World Comic Book Review

2nd March 2024

MANIFEST DESTINY Volume 5 (revisited)

Writer: Chris Dingess

Artists: Matthew Roberts, Tony Aikens, Owen Gieni

Image Comics, March 2014

I KNEW THE HORRORS would overwhelm me and they nearly did. Volume 5 of the collected MANIFEST DESTINY, featuring the true adventures of Lewis and Clark and the Corps of Discovery, had me in this volume like always looking for cover, my pulse racing and breath heaving in gasps by the end, happy to be alive. The Corps is only now overwintering near the Mandan villages: one of their first big stops in the public record, and from my view in Oregon barely out of the nest yet. Good Lord, it’s already a very scary frontier.

Only once I stop panting, and focus through the tears on the title of this collection, called “Mnemophobia & Chronophobia,” do I recognize what just occurred: it means an exaggerated fear from your past, and fear of time passing. Together these phobias make a persistent compressing fear as seconds multiply. That is the story in a nutshell.

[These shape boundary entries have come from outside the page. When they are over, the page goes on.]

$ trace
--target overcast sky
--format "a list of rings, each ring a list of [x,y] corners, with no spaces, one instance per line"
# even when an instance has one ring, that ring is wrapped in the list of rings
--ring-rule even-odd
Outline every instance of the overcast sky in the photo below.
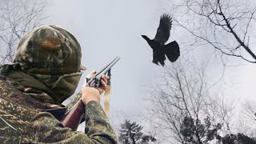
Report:
[[[50,1],[49,1],[50,2]],[[115,57],[121,59],[112,69],[110,116],[120,120],[122,113],[126,118],[139,121],[139,115],[149,106],[145,98],[149,97],[152,86],[159,82],[163,68],[151,62],[152,50],[142,38],[142,34],[153,38],[159,24],[160,15],[173,14],[171,2],[166,0],[51,0],[46,24],[59,25],[75,35],[82,49],[82,64],[88,74],[98,70]],[[184,30],[174,26],[170,42],[182,43],[186,38]],[[180,46],[182,57],[190,57],[198,62],[209,58],[208,47],[186,51]],[[195,58],[196,57],[196,58]],[[208,73],[213,82],[221,77],[222,66],[214,61]],[[225,69],[223,88],[226,97],[255,100],[256,65],[245,62],[239,66]],[[82,83],[78,86],[81,89]],[[230,87],[229,86],[232,86]]]

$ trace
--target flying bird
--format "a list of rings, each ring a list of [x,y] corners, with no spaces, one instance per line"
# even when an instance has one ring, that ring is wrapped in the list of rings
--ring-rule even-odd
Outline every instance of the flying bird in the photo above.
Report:
[[[142,35],[153,49],[153,63],[157,65],[160,63],[164,66],[166,55],[171,62],[175,62],[180,56],[179,46],[176,41],[165,45],[170,37],[172,22],[172,18],[169,14],[163,14],[160,17],[160,24],[154,38],[151,40],[147,36]]]

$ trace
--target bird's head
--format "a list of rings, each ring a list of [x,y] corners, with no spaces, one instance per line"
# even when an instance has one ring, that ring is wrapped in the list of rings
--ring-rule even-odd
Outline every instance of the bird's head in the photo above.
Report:
[[[146,35],[142,35],[142,37],[146,42],[150,41],[150,39],[147,36],[146,36]]]

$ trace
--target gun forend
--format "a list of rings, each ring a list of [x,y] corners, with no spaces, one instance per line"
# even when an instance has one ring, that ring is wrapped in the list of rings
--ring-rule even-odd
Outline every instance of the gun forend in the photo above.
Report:
[[[94,74],[91,75],[88,78],[87,86],[90,87],[98,88],[100,86],[101,78],[103,74],[106,74],[106,73],[111,69],[111,67],[119,61],[120,58],[115,58],[110,63],[106,65],[105,67],[101,69],[99,71],[97,71]]]

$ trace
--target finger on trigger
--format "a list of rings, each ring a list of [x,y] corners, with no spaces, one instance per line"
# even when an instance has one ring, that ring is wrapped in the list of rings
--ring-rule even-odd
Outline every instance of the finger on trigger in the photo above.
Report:
[[[102,82],[102,85],[103,86],[106,86],[106,83],[105,82],[105,81],[103,81],[103,79],[102,79],[101,82]]]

Reason seems to staunch the fright, whatever makes reason in these cases. Maybe some good herb the Indians seem to possess works, not sure what it is, or maybe they just knew to stay away.

It’s all still a blur. Most of us survived.

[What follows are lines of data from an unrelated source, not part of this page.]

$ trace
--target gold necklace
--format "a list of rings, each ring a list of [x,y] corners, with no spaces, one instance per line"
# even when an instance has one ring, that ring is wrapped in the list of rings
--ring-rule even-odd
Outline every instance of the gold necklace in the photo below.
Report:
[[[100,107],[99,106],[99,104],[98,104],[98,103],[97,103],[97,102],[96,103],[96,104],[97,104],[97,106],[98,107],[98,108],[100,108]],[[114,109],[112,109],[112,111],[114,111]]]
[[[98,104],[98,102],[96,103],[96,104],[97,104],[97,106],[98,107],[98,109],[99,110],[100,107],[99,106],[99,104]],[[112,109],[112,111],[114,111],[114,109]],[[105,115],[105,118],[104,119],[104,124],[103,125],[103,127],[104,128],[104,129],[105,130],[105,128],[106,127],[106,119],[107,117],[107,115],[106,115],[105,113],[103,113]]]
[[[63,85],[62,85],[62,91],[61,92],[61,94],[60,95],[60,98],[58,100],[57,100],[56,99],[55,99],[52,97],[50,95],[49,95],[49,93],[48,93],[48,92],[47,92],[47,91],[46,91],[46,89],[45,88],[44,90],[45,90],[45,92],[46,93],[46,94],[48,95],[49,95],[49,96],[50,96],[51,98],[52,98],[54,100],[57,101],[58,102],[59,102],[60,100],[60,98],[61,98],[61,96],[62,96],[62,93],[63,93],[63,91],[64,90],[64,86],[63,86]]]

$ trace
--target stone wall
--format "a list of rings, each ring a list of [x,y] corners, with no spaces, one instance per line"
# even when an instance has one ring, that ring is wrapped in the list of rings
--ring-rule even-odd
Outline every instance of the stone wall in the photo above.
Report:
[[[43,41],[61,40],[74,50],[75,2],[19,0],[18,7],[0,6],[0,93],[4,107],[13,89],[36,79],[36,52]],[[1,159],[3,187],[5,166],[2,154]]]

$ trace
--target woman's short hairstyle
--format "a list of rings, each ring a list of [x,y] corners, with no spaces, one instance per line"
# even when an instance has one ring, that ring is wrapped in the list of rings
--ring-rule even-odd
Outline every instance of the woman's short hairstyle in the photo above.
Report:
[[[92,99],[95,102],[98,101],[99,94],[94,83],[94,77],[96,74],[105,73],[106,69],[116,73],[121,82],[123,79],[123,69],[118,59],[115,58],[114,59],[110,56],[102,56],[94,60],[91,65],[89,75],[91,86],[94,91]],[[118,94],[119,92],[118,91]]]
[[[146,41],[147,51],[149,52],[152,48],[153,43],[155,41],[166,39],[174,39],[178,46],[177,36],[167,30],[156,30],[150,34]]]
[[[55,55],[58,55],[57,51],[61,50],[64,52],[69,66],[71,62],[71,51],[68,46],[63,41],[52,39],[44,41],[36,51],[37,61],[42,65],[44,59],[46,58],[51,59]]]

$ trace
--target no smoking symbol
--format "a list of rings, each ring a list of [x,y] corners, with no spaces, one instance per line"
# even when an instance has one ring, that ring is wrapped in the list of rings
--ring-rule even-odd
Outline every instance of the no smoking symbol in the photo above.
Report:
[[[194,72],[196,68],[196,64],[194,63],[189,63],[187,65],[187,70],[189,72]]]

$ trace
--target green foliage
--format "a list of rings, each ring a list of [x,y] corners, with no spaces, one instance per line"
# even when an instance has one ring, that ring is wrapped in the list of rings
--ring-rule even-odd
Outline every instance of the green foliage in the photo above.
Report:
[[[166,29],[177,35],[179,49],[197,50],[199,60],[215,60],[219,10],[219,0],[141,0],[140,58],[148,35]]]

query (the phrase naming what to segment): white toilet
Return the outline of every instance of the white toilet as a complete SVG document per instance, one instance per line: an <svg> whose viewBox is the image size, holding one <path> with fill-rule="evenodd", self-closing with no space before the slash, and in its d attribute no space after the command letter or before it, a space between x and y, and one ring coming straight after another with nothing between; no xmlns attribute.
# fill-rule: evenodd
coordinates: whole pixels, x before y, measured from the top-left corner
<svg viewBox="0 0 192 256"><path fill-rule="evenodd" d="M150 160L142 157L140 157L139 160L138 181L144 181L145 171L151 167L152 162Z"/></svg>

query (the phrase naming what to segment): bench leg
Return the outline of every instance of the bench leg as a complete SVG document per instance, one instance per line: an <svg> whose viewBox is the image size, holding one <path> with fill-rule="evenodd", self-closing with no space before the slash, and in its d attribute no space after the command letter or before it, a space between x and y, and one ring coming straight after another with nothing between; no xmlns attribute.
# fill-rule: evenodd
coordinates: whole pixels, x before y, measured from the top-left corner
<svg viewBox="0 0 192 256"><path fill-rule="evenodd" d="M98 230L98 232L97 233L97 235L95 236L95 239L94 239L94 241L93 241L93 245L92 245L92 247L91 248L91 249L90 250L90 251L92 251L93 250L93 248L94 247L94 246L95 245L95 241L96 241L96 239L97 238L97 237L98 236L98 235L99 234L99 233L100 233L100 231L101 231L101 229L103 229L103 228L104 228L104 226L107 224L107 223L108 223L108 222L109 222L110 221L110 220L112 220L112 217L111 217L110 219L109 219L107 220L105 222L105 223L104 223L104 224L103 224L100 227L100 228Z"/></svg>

I have a hard time saying this story is written by Chris Dingess, drawn by Matthew Roberts, and inked and colored by Tony Aikens and Owen Gieni, like they made it up. For me, it springs full-blown from the brain of Thomas Jefferson, drawn by Clark, and imagined in full spectacle by Lewis; and fought by Sacajawea and all the others in their parts as they felt and consumed the great unknowns across the fabulous western frontier before our age when we suppose we already know everything there is to know in nature and what is out there in the far reaches.

This is an existential expression of the great west at sunrise. Live it with them, while they live.